Ветер бился в окно и грохотал ставнями, пытаясь найти путь внутрь. И на миг в пустоте остались только тиканье каминных часов, ветер и прерывистое дыхание ван Хельсинга – и ничего больше. Потом он сказал:
– Мадам Мина, пожалуйста, я хочу пить.
Мина потянулась к кувшину и стакану со сколотым краем.
– Простите меня, милая Мина…
На стакане оказались пятна, и она резко протерла его своей синей юбкой.
– …если бы ей выбирать… – он снова кашлянул, один раз – шершавый, сломанный звук, – и Мина еще более яростно провела тканью по стакану.
Абрахам ван Хельсинг тихо вздохнул, и она осталась одна.
Закончив, Мина осторожно вернула стакан на столик к кувшину, недочитанной книге и холодному супу. Повернувшись к кровати, она поймала краем глаза свое отражение в высоком зеркале, стоявшем на другом конце комнаты. Женщина, глядевшая из него в ответ, легко могла сойти за тридцатилетнюю. Выдавали ее только пустые, бездонные глаза.

 

Май 1930

 

Когда на узкую rue de l’Odéon опустились сумерки, Мина Мюррей, отпивая шардоне из бокала, просматривала забитые полки «Шекспира и Компании». Вскоре должны были начаться чтения – какие-то отрывки из нового романа Колетт. Мина отсутствующе провела пальцами по корешкам собраний сочинений Хемингуэя, Гленвея Вескотта и Д. Х. Лоренса, по вытисненным на переплетах золотым или малиновым названиям и именам авторов. Кто-то, кого она едва помнила по кафе, вечеринке или какому-то другому вечеру чтения, прошел близко, прошептав приветствие. Мина улыбнулась в ответ и вернулась к книгам.
А потом мадемуазель Бич попросила всех рассесться: между полками и сундуками были поставлены несколько кресел с прямыми спинками. Мина нашла себе место недалеко от двери и смотрела, как неторопливо, обмениваясь тихими репликами, смеясь над неслышными шутками, занимают кресла остальные. Большую часть собравшихся она знала в лицо, нескольких – по именам и случайным разговорам, одного или двоих – только по чужим словам. Месье Паунд и Джойс, а также Рэдклифф Холл в сшитом на заказ английском костюме с сапфировыми запонками. Присутствовала горстка несдержанных в поведении не слишком известных сюрреалистов, которых Мина знала по бистро на улице Жакоб, где она часто ужинала. Соседнее кресло заняла довольно высокая одинокая молодая женщина, которую Мина сперва не заметила.
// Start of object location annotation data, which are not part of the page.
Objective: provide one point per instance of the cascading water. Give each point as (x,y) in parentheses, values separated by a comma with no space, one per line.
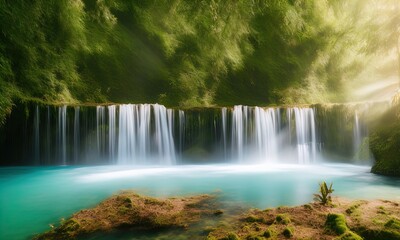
(266,132)
(76,135)
(36,123)
(143,136)
(305,133)
(152,134)
(62,134)
(111,132)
Руки Мины задрожали, и она пролила на блузку несколько капель вина. Женщина сидела к ней спиной. Под желтоватым светом магазинных ламп ее длинные волосы отливали красным золотом. Продолжающая разговор вполголоса группа сюрреалистов расставила кресла в кривую линию прямо перед Миной, и она быстро отвернулась. На лбу внезапно выступила испарина, рот пересох, накатил тупой прилив тошноты, и Мина поспешно и неуклюже поставила бокал с вином на пол.
Это имя, которое столько времени оставалось под замком, сказанное голосом, который она считала давно позабытым.
Люси.
Сердце Мины стучало заполошно, в рваном ритме, словно у испуганного ребенка. Снова заговорила Сильвия Бич, вежливо утихомиривая шепчущихся людей и представляя Колетт. Когда автор вышла вперед, раздались сдержанные аплодисменты – а один из сюрреалистов пробурчал что-то саркастическое. Мина плотно зажмурилась. Она дышала слишком быстро, ей было холодно, и вспотевшие пальцы впились в края кресла. Кто-то коснулся ее руки, и Мина подпрыгнула, издав вздох, достаточно громкий, чтобы привлечь внимание.
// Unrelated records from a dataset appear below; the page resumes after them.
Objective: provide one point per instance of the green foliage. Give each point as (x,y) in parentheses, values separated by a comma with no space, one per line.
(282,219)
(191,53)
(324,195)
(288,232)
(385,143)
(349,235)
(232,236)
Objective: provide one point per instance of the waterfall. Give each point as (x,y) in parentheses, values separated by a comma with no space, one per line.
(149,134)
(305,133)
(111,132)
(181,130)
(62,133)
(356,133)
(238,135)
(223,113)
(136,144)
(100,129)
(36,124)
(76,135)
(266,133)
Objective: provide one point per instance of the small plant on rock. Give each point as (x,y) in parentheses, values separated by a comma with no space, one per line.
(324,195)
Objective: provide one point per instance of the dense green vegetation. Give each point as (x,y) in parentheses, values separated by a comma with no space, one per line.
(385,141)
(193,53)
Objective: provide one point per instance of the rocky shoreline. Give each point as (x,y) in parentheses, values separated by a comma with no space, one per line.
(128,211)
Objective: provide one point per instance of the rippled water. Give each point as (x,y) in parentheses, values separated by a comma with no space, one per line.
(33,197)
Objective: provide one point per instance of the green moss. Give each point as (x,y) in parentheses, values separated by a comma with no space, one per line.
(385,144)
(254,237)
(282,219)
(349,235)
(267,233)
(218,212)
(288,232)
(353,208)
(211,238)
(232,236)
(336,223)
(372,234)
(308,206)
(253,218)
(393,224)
– Мадемуазель Мюррей, êtes-vous bon?
Она растерянно моргнула, узнав небритое лицо одного из магазинных служащих, но не смогла вспомнить его имени.
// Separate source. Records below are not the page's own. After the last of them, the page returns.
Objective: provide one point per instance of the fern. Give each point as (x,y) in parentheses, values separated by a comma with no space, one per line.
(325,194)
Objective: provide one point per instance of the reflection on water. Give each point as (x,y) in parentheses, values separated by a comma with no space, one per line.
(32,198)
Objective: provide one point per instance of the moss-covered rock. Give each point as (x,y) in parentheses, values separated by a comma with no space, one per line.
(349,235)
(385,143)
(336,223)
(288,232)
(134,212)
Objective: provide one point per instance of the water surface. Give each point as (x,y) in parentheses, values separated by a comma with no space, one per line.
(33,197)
– Oui, je vais bien, – она попыталась улыбнуться, сдерживая слезы, загоняя обратно головокружение и смятение. – Merci… je suis désolé.
Клерк с сомнением кивнул и неохотно вернулся к подоконнику за спиной Мины.
Колетт начала читать, мягко выпуская слова на волю. Мина бросила взгляд туда, где сидела рыжеволосая женщина. Она почти ожидала обнаружить кресло пустым или занятым кем-то совершенно другим. Она тихо, сама в это не веря, молилась, чтобы это оказалась всего лишь галлюцинация или какая-то игра света и тени. Но женщина все еще сидела в кресле, хотя и слегка повернулась, так что Мина теперь видела ее профиль, ее полные губы и знакомые скулы. С бледных губ Мины сорвался еле слышный приглушенный стон, и она представила, как встает, расталкивает людей и выбегает из книжного магазина, бежит сломя голову по темным улицам Парижа в свою крошечную квартиру на Сен-Жермен.
Вместо этого Мина Мюррей осталась сидеть, переводя взгляд с не знающих устали губ чтицы на изящные черты безымянной рыжеволосой женщины с лицом Люси Вестенра.
После чтения, пока остальные крутились и перемешивались, мотали прялку почтительных замечаний к «Сидо» – и творчеству мадам Колетт в общем, – Мина осторожно двигалась к дверям. Казалось, что толпа за последние полчаса удвоилась, и Мина, внезапно ощутив приступ клаустрофобии, протискивалась в сигаретном дыму между плечами собравшихся. Но четверо или пятеро сюрреалистов с улицы Жакоб плотно столпились – в их обычной конфронтационной манере – у дверей магазина. Они уже позабыли о романистке, погрузившись в собственную шутливую перепалку.
– Pardon, – сказала она достаточно громко, чтобы перекрыть разговор. – Puis-je… – и указала за дверь за их спинами.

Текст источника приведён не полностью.